Regional service centers work together on projects and find ways to reduce spending through group purchasing of necessary goods and services, such as teacher training.
Brunswick School Department plans to join the Greater Sebago Education Alliance Regional Service Center, a collective with nine other school departments, including Gorham, Scarborough, Cape Elizabeth, Portland, South Portland and Westbrook school districts and Regional School Units 6 (Bonny Eagle), 14 (Windham-Raymond) and 15 (Gray-New Gloucester).
As a result, Brunswick would receive nearly $38,000 in state funding this year and close to $70,000 next year.
On Monday, the town council voted 8-1 to send the question to voters. Councilor Jane Millett dissented, stating she wanted the town attorney to review the issue.
“The school board is not asking this body to approve the interlocal agreement; that has already been done,” said Aga Dixon, the school department’s attorney, addressing the council. “The question is really simple. We’re asking you to allow the voters to take this question on as they’re required to do by state law.”
“It does sound like a great idea, but as always the devil is in the details,” Millett said. “This is creating a new large bureaucracy and there will be overhead.”

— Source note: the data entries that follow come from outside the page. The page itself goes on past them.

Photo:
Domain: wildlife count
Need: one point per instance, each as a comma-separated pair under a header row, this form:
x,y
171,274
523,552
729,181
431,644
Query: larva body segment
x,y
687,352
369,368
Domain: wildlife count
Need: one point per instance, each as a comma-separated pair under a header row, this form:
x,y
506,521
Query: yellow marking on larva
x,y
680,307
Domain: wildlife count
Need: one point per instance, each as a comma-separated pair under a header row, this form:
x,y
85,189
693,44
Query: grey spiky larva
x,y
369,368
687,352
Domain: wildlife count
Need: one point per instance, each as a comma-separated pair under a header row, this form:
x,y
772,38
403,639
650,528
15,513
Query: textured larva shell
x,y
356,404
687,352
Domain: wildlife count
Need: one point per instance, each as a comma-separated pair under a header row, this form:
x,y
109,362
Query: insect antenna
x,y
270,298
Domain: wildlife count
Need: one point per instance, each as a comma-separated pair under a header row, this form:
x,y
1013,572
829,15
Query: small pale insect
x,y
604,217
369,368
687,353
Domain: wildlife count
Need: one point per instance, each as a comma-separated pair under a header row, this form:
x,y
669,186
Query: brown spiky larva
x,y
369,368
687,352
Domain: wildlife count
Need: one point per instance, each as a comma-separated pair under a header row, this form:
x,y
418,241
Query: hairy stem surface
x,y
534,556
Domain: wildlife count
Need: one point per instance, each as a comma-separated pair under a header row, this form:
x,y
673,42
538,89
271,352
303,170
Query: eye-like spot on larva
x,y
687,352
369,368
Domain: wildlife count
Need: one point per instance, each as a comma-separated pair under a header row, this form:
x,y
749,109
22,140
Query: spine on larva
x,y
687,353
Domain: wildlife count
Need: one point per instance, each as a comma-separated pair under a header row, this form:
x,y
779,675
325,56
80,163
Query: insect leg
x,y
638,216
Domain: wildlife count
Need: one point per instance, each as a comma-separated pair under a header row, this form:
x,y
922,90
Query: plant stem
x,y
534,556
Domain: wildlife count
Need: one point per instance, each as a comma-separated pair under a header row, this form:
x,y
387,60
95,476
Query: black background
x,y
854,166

In the first year, the state will kick in $97,000 to the service centers to counter startup costs and pay a staff person. In the future, the state will fund 55 percent of the salary of that staff person, a part-time position. An existing superintendent or assistant superintendent within the membership will likely be paid a stipend to take on this role in the Greater Sebago Education Alliance Regional Service Center.

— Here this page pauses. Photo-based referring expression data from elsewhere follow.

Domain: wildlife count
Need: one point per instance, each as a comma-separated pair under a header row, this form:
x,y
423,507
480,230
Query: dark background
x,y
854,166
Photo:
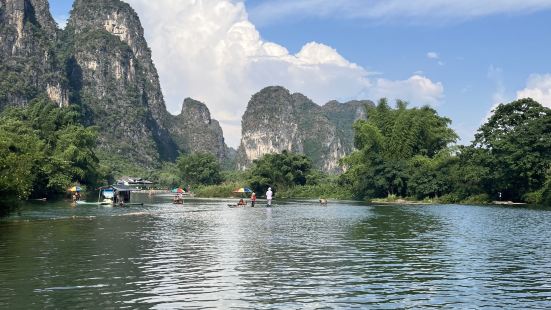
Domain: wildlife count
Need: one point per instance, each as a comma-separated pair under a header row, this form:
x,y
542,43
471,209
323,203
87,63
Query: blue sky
x,y
480,55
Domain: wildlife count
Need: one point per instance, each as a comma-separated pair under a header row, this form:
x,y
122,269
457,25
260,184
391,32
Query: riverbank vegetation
x,y
43,150
401,153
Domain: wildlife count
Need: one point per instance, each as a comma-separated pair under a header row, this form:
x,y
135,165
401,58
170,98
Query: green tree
x,y
280,171
389,143
44,150
515,144
199,168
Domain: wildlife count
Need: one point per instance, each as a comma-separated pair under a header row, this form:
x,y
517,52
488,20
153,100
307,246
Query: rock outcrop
x,y
102,62
114,78
343,115
29,64
194,130
276,120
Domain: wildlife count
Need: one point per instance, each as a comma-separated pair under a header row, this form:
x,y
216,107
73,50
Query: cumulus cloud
x,y
417,89
433,55
422,10
209,50
538,87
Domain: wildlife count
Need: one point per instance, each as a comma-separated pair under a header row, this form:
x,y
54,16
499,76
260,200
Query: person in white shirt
x,y
269,196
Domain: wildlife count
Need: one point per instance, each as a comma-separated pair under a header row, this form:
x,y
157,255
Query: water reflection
x,y
297,255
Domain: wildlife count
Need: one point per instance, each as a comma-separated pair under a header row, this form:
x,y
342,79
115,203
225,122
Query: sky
x,y
460,57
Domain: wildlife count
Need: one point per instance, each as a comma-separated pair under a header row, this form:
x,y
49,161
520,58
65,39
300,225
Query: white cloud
x,y
538,87
495,74
210,51
433,55
422,10
417,90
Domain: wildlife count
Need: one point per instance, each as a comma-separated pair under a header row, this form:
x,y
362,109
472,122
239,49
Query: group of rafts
x,y
115,195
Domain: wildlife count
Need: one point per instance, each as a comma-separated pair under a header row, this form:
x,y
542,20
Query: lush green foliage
x,y
44,149
404,152
396,148
199,169
515,146
279,171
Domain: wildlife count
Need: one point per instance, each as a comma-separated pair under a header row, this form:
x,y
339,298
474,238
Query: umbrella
x,y
243,190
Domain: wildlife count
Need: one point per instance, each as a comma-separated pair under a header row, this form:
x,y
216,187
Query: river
x,y
296,255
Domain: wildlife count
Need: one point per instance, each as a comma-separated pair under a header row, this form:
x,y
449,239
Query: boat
x,y
116,195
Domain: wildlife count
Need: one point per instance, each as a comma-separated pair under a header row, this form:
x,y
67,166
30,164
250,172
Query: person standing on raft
x,y
253,199
269,196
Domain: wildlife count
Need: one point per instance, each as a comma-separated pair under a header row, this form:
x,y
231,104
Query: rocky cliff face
x,y
343,115
276,120
114,78
29,65
195,131
101,62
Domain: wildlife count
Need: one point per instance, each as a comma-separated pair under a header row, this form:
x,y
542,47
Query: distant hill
x,y
276,120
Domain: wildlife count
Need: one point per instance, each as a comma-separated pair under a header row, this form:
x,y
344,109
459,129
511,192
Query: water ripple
x,y
298,255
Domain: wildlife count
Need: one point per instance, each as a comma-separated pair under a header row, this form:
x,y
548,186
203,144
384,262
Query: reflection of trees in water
x,y
289,258
401,248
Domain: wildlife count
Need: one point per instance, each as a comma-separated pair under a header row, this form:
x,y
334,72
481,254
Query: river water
x,y
297,255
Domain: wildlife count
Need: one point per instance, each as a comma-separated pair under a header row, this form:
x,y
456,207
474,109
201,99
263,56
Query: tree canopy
x,y
395,146
279,171
44,149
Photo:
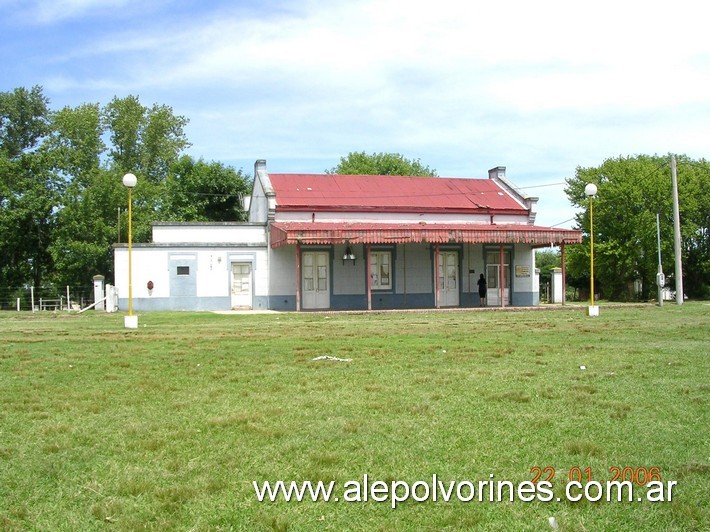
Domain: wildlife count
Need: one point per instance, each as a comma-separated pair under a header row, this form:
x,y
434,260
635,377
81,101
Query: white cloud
x,y
540,87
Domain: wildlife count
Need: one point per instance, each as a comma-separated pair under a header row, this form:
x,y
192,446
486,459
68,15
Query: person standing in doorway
x,y
482,289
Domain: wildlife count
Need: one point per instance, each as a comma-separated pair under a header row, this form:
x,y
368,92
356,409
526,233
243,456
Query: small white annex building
x,y
322,241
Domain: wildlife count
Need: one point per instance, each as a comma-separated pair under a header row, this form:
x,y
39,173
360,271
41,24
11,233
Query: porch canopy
x,y
286,233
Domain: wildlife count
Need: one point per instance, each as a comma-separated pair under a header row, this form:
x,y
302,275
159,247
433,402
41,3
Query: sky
x,y
462,85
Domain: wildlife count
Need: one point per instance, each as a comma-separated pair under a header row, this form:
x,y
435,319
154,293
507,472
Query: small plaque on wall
x,y
522,271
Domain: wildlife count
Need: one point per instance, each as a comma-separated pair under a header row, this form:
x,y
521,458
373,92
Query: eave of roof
x,y
289,233
358,193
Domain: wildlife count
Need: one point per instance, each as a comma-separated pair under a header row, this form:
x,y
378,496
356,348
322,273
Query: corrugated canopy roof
x,y
300,192
285,233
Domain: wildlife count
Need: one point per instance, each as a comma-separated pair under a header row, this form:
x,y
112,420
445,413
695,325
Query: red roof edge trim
x,y
285,233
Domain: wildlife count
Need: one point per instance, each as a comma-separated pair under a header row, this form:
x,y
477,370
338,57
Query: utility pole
x,y
676,236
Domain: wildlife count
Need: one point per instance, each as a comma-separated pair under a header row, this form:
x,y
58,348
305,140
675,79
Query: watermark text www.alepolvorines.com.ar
x,y
437,490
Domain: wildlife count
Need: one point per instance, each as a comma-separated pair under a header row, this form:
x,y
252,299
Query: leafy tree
x,y
631,190
28,190
201,191
360,163
144,141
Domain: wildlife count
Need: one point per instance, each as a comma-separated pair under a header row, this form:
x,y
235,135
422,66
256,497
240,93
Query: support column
x,y
368,273
564,273
502,276
298,276
436,276
99,292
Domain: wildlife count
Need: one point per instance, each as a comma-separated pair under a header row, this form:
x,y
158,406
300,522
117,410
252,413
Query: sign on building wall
x,y
522,271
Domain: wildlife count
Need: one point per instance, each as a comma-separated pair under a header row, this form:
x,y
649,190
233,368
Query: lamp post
x,y
130,321
591,190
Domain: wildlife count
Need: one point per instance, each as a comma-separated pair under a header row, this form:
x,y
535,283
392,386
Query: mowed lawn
x,y
167,426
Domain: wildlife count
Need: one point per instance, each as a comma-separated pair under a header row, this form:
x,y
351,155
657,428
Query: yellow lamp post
x,y
130,321
591,190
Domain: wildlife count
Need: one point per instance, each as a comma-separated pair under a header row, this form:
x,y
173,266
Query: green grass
x,y
166,427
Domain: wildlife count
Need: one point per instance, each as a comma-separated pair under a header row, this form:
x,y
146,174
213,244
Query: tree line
x,y
61,196
62,202
631,191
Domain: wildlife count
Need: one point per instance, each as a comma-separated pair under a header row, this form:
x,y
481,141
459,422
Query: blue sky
x,y
539,87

Millett argued a $38,000 state subsidy bump is a drop in the bucket compared to the annual school budget, “and we all know that what the Legislature gives this year, they can take away next year. What assurances do we have that we’re not going to be putting these bills going forward all on our own dime, so to speak?”
Dixon said if the service center is not a bargain, Brunswick School Department can enter a dormant mode and not participate. In that case, it wouldn’t need to pay the annual $1,000 membership fee.

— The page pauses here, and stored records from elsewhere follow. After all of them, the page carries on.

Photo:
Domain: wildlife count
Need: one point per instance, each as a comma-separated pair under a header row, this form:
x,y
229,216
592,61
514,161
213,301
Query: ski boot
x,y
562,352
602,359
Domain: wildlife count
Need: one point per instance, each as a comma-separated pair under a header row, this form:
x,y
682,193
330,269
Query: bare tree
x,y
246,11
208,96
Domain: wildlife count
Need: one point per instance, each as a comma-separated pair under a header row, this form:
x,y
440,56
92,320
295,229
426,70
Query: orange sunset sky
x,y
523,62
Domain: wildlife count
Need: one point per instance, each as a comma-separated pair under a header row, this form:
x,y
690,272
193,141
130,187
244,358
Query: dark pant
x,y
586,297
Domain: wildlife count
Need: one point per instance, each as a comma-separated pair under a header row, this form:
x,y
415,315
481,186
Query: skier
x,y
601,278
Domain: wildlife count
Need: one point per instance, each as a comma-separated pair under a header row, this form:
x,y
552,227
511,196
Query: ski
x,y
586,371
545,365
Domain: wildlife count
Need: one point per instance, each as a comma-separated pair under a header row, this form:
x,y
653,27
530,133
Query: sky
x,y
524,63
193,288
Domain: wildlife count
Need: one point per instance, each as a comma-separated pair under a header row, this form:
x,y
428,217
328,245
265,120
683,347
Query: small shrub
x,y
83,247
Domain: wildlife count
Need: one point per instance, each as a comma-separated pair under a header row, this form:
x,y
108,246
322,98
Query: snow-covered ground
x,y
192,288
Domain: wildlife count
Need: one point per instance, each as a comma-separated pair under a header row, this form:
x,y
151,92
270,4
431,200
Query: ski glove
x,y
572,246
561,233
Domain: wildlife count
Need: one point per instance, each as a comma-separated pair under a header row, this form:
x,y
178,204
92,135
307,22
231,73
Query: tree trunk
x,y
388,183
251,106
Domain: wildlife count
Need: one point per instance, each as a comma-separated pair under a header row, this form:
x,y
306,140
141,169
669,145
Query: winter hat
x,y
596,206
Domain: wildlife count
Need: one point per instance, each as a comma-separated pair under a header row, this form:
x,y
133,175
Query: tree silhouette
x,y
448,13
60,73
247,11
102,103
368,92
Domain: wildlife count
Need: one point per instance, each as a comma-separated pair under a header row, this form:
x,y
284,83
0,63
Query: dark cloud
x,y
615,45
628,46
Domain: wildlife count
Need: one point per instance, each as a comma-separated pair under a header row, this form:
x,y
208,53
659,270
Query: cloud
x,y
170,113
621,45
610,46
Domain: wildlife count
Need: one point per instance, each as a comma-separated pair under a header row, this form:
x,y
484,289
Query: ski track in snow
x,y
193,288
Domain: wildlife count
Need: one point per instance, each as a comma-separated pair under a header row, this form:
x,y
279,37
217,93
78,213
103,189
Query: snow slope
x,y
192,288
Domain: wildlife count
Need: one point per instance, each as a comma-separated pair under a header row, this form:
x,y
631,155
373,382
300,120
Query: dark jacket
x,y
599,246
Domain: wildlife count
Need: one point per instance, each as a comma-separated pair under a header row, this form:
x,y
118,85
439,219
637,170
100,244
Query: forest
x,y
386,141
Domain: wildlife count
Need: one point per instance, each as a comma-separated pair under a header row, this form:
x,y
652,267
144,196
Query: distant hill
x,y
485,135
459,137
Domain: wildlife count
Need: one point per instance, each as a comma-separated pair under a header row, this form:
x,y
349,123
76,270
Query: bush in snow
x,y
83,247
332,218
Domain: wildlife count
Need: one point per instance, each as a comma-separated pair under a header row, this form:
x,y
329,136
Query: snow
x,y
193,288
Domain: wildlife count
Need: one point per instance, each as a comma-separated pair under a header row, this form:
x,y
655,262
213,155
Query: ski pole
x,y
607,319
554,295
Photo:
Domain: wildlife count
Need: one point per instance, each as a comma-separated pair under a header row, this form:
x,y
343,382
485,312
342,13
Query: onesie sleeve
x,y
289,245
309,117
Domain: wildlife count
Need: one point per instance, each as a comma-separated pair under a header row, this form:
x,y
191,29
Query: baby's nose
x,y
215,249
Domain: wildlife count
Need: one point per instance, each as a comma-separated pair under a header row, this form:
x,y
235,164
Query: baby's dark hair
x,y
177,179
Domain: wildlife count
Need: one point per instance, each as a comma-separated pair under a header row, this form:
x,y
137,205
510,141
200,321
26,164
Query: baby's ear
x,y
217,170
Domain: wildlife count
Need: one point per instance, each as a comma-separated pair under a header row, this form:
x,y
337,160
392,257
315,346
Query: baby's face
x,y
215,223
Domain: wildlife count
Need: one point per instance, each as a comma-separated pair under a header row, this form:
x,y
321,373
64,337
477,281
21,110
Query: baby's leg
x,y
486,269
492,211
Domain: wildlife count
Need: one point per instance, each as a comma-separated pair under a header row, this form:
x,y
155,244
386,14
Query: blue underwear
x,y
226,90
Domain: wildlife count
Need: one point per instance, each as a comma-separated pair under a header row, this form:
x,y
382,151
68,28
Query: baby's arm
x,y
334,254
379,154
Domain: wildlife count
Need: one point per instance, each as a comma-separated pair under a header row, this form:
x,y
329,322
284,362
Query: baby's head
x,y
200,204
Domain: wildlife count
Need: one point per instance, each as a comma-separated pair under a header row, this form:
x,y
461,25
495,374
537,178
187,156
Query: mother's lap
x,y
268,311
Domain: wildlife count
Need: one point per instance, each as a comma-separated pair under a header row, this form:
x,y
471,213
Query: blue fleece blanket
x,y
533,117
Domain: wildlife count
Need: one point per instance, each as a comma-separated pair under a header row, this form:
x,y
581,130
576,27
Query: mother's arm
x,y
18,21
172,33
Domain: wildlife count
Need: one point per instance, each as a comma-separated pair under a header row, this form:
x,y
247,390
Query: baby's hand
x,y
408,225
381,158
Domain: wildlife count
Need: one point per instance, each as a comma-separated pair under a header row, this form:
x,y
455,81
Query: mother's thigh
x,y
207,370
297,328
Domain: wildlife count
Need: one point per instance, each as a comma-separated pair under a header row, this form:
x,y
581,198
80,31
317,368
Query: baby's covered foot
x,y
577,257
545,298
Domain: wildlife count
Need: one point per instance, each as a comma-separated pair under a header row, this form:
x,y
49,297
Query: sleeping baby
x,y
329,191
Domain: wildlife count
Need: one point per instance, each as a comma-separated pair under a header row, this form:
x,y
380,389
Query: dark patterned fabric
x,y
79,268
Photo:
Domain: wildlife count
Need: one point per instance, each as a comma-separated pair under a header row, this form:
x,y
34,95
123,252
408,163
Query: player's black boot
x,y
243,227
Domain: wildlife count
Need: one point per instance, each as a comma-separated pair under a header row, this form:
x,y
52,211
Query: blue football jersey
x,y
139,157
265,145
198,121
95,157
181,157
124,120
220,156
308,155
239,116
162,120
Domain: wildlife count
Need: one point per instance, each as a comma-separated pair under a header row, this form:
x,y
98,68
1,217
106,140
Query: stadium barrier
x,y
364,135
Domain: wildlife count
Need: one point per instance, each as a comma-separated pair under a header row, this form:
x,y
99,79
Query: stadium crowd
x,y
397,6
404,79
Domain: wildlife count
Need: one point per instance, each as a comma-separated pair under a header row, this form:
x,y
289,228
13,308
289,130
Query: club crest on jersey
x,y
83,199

“There’s no financial commitment other than what we elect to on a year-to-year basis,” said Councilor Christopher Watkinson. “I don’t see the downside, personally.”
The Legislature provided $5 million in 2017-18 and $5 million in 2018-19 in Maine’s biennial budget to help finance the cost of local and regional initiatives to improve educational opportunity through more efficient delivery of educational programs and services.
As of April, the Maine Department of Education announced that 12 regional service centers had formed as part of the departments “EMBRACE Regionalization” initiative.
According to the Department of Education, the centers are created to increase access to high-quality student programming, increase school system efficiency and effectiveness through technical assistance, provide direct, regionally shared services and implement grants received for state initiatives.
Rachel Paling, director of communications for the DOE, said school departments have been getting grants for nearly a year to work on the partnerships.
“We check in with them and ask how it’s going, and there have been challenges — unexpected challenges — but a lot of successes,” Paling said Tuesday.
Some participating in the regionalization initiative may find cost savings and others may not, “but what we hope is that everybody finds is that they’re improving services for students,” or providing services they weren’t providing before, she said.
The participating school systems track any cost savings, and Paling said she didn’t have that data Tuesday.